She Named Her Daughter Chaya “Life”
By Third Generation Storykeeper Yonat Assayag
Bobby knew her mom, sisters and grandmother were all killed. But she hadn’t seen Joe since he slipped her those sweaters that first day in Auschwitz. She also had no idea what happened to her three older brothers. She traveled for a while after the war looking for them, first to Prague, then Budapest. In Budapest, she got word that one of her older brothers, Zoli, was in another Hungarian city, Chop, looking for his sisters. Chop was a railway hub and many survivors found themselves there after the war. When Bobby got to Chop, she found not just Zoli, but also her other older brothers, Andor and Hershel. Joe, whom they had heard was dead, arrived in Chop a few months later, very much alive.

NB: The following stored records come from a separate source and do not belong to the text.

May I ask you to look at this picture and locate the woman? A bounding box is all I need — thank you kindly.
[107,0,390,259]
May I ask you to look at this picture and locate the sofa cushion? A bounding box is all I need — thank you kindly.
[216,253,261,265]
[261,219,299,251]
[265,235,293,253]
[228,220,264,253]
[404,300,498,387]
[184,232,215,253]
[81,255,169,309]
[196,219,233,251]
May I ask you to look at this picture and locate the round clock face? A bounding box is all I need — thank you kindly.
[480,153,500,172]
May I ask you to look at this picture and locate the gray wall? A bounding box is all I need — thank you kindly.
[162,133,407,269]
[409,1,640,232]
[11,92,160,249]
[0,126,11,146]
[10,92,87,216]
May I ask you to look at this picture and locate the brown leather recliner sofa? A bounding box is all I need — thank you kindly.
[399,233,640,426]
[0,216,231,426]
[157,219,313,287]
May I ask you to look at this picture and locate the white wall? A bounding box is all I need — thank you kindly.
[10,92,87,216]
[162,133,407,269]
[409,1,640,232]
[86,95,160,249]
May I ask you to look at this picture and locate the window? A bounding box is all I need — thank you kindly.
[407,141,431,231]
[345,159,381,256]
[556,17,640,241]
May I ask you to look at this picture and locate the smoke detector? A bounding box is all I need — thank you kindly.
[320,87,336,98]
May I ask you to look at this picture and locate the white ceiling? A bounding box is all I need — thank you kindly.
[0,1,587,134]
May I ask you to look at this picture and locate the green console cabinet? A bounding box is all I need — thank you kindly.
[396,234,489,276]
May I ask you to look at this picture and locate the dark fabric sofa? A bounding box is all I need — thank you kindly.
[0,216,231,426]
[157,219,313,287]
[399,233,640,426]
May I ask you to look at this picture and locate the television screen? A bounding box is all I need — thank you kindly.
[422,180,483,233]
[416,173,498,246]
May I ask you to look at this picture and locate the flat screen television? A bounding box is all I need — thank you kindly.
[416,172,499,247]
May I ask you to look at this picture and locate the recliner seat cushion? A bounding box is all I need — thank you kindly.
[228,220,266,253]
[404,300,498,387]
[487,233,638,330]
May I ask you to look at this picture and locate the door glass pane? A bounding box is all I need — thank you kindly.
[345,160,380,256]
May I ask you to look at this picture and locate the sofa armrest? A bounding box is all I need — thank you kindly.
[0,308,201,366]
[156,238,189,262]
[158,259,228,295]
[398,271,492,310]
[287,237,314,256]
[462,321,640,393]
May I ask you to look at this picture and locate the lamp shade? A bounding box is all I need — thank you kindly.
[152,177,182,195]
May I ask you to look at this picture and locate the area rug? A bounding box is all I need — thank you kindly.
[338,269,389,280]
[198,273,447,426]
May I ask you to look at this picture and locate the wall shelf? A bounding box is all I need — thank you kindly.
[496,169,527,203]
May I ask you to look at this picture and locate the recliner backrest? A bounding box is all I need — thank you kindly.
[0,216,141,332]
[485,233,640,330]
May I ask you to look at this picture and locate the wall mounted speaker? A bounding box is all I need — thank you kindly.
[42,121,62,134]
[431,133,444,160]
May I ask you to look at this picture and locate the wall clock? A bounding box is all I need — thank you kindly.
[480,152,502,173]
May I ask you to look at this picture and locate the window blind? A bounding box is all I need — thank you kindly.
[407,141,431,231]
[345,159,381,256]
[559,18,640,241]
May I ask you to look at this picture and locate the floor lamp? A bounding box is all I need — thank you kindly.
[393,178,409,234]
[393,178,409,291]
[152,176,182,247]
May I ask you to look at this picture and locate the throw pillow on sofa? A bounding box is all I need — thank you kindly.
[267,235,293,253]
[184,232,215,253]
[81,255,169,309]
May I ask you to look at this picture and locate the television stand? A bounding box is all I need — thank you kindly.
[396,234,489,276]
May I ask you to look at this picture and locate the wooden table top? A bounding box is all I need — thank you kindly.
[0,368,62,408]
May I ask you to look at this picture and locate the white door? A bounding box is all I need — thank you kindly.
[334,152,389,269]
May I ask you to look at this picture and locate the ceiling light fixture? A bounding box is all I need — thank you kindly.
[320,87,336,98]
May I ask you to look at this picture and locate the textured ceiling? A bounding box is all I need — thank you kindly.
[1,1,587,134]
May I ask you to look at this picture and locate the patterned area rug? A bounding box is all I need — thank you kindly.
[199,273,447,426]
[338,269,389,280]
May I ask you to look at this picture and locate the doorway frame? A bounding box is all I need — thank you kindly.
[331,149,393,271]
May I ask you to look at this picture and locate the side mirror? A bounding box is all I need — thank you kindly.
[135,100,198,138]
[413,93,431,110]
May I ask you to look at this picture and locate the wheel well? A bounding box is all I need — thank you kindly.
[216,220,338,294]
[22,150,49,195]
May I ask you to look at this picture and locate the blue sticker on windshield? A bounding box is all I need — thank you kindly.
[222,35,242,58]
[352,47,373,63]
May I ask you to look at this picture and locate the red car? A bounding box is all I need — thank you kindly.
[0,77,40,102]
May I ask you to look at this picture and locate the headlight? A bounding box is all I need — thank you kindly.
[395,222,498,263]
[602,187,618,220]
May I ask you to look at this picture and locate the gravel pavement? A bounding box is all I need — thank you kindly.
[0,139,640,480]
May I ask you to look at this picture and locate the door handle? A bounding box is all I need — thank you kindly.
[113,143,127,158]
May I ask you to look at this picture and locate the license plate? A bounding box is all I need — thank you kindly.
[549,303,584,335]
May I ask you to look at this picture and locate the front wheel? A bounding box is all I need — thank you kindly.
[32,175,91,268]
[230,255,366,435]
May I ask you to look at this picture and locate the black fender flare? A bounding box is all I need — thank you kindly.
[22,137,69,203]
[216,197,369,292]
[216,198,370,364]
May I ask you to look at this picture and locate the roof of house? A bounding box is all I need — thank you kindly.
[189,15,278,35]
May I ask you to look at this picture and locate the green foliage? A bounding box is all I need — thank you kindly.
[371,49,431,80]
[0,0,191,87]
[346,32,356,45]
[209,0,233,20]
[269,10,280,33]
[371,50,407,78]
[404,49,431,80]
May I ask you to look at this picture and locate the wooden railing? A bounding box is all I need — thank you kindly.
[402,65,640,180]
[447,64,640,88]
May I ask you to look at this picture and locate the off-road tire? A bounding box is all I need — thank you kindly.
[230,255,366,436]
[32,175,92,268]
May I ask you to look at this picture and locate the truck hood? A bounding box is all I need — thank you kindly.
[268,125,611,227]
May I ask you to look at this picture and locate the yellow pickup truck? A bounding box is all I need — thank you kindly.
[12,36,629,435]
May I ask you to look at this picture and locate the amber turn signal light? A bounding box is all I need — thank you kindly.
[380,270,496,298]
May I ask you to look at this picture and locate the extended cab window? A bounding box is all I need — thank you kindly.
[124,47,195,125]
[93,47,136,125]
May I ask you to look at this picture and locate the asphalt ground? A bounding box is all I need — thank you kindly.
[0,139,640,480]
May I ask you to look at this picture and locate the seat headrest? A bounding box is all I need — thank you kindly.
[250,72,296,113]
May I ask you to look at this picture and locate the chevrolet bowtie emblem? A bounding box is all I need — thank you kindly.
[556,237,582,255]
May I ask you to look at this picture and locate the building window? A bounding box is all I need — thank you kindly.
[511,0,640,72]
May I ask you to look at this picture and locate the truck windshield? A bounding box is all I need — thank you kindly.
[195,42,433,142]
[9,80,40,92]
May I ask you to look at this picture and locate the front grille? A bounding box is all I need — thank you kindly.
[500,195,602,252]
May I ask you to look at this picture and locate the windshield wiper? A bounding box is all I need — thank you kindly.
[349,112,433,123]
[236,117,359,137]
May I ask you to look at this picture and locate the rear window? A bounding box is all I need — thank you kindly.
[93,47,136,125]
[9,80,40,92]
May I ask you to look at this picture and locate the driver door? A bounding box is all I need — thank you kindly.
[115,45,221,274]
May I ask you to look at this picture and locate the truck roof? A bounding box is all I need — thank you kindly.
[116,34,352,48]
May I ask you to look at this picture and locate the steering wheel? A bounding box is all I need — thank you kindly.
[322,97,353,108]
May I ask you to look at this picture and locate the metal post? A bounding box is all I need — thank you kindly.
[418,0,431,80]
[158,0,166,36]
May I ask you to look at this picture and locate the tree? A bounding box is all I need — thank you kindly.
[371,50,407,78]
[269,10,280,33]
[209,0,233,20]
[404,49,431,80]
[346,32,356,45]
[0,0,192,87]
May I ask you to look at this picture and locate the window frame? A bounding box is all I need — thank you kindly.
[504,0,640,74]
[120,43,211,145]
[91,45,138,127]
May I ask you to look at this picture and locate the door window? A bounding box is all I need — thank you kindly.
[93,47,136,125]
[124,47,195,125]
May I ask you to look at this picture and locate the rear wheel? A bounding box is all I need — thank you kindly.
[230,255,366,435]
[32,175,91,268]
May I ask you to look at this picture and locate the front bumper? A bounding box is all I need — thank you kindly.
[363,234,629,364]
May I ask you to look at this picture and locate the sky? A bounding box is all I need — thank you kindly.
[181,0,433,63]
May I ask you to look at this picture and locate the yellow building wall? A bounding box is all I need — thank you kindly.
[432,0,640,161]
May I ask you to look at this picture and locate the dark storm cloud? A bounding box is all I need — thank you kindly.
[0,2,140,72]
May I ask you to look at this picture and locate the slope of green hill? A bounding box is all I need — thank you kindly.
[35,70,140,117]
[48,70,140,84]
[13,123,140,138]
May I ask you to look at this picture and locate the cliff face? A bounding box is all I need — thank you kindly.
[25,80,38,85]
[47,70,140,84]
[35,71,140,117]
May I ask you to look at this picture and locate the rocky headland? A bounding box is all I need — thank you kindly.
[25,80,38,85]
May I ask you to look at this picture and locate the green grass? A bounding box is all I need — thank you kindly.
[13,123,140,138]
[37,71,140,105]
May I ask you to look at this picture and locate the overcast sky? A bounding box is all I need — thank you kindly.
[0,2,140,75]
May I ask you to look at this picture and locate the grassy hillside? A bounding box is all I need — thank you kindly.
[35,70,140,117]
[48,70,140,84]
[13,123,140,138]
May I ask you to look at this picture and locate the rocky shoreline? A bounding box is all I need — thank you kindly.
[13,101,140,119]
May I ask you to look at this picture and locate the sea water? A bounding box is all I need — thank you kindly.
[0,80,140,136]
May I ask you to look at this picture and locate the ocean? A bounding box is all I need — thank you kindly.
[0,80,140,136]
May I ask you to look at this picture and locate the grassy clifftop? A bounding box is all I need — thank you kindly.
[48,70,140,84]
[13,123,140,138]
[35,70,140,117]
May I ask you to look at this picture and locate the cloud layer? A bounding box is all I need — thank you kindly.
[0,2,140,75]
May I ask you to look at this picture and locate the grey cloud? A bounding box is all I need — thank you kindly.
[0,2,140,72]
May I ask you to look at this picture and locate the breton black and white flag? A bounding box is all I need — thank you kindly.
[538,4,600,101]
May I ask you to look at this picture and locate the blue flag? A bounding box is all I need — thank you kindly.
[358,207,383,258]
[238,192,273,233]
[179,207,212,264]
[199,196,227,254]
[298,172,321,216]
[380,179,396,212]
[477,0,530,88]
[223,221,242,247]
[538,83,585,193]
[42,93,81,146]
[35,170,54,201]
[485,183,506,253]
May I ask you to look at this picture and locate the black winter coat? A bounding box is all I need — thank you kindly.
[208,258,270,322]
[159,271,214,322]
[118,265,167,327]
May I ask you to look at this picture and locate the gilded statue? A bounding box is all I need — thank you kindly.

Bobby met my grandfather, Alex, in Chop. Alex was instructed by the Hungarians to watch over the Jews working in the soup kitchen to make sure they didn’t try to rise up against the Hungarians in retaliation for all they’d been through. Bobby’s brothers became close friends with Alex and they introduced him to Bobby. Alex had lost his wife and a son in the camps. Within just a few months, my grandparents were engaged and married. Soon after their wedding, as Czechoslovakia was starting to restrict people from leaving, they smuggled across the border to Slovac and waited for my grandfather’s brother, Jack, who was living in the United States, to send them immigration visas. Finally, in 1948 the visas arrived and my grandparents, along with their one-year old daughter, my mother, traveled safely to the US. My mother’s English name is Alice. Her Hebrew name is Chaya, which was Bobby’s mother’s name. Coincidentally, in Hebrew, Chaya means “life,” making her name even more poignant as she is the first child of two Holocaust survivors.
Bobby lived in the United States for the rest of her life. From what I could tell, she spent that life living in the present, never the past, appreciating everything she had. She took great pride in her home. She was a real Balabusta (a Yiddish expression describing a good homemaker). Her home was modest, but it was immaculate. Of course, the plastic furniture coverings helped. And it always smelled of something delicious in the oven or on the stove. She also took great pride in how she looked. She was never too embarrassed to be seen in her old housecoat, or “shmata,” as she called it, but boy did she love dressing up. One of my favorite memories is sitting on Bobby’s bed as she would show me the beautiful Shabbos dresses she’d just bought at TJ Maxx. “Natala, can you believe these prices?!”